Halkın ortaya koyduğu siyasal anayasanın hukukî çevirisinin yapılarak halkın temsilcilerinden oluşan Mecliste bütünsel bir kanun olarak kabul edilmesi ve halkın onayıyla yürürlüğe girmesi halinde ise hukuken yeni anayasa kelam konusu olur.
Halkın Yeni Anayasa Gündemiyle Referandum İlişkisi!
Demokratik bir nizamda halk sisteme ait daima daha iyiyi istediği sürece ki bu şimdiye kadar bu türlü olmuştur, yeni anayasa her vakit halkın olağan ve dinamik gündemi olur.

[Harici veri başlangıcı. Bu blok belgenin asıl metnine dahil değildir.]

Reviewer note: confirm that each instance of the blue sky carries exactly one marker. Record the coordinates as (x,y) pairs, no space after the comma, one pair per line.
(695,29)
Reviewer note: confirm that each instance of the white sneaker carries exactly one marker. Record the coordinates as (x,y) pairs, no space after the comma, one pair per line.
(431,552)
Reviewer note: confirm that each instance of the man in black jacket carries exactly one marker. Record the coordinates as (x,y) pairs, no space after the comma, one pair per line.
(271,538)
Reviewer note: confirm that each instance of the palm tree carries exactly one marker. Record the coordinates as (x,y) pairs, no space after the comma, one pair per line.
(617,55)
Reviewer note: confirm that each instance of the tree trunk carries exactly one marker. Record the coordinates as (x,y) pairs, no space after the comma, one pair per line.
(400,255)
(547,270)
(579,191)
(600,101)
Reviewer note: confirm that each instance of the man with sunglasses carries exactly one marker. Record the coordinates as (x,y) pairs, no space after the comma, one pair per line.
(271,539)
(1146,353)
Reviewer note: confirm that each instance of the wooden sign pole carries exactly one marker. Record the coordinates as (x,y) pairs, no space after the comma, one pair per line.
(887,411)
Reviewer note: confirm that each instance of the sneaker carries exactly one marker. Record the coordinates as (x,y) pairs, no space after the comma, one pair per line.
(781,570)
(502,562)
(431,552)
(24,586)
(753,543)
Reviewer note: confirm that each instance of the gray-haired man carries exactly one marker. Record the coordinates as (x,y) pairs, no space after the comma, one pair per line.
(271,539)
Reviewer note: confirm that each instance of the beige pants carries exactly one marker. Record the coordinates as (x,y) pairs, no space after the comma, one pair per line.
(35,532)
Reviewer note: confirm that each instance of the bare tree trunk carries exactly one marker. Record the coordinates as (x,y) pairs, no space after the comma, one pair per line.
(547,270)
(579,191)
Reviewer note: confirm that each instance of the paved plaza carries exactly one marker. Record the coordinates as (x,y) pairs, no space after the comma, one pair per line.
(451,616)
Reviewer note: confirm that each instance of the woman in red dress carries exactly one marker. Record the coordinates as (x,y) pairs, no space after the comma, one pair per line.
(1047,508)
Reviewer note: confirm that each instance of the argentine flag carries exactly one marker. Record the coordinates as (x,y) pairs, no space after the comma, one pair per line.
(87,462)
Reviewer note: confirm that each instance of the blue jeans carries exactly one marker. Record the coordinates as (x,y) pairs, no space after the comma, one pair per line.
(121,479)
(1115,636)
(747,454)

Bu nedenle temsili kurucu irade olan Meclis yeni anayasayı, halkın daimi anayasa gündemini ve asli kurucu irade olan halktan onay alma zorunluluğunu dikkate alarak yapmalıdır. Zira halk tasavvur ettiği anayasa ile Meclisin kabul ettiği yeni anayasa ortasındaki ahengi lakin vereceği onayla gösterir.
Yeni anayasa TBMM’de 400 yahut daha fazla oyla kabul edilse bile referandum zorunluluğunun iki ana sebebi vardır:
Birinci sebep, asli kurucu irade olan halkın onayıyla demokratik meşruiyeti tamamlama zorunluluğudur.
İkinci sebep, halkın siyasi anayasa tasavvuruna uygun bir hukuksal metnin Mecliste kabul edilip edilmediğini halkın denetleme hakkının gereğidir.
Son kelam: Referandumsuz yeni anayasa olmaz.”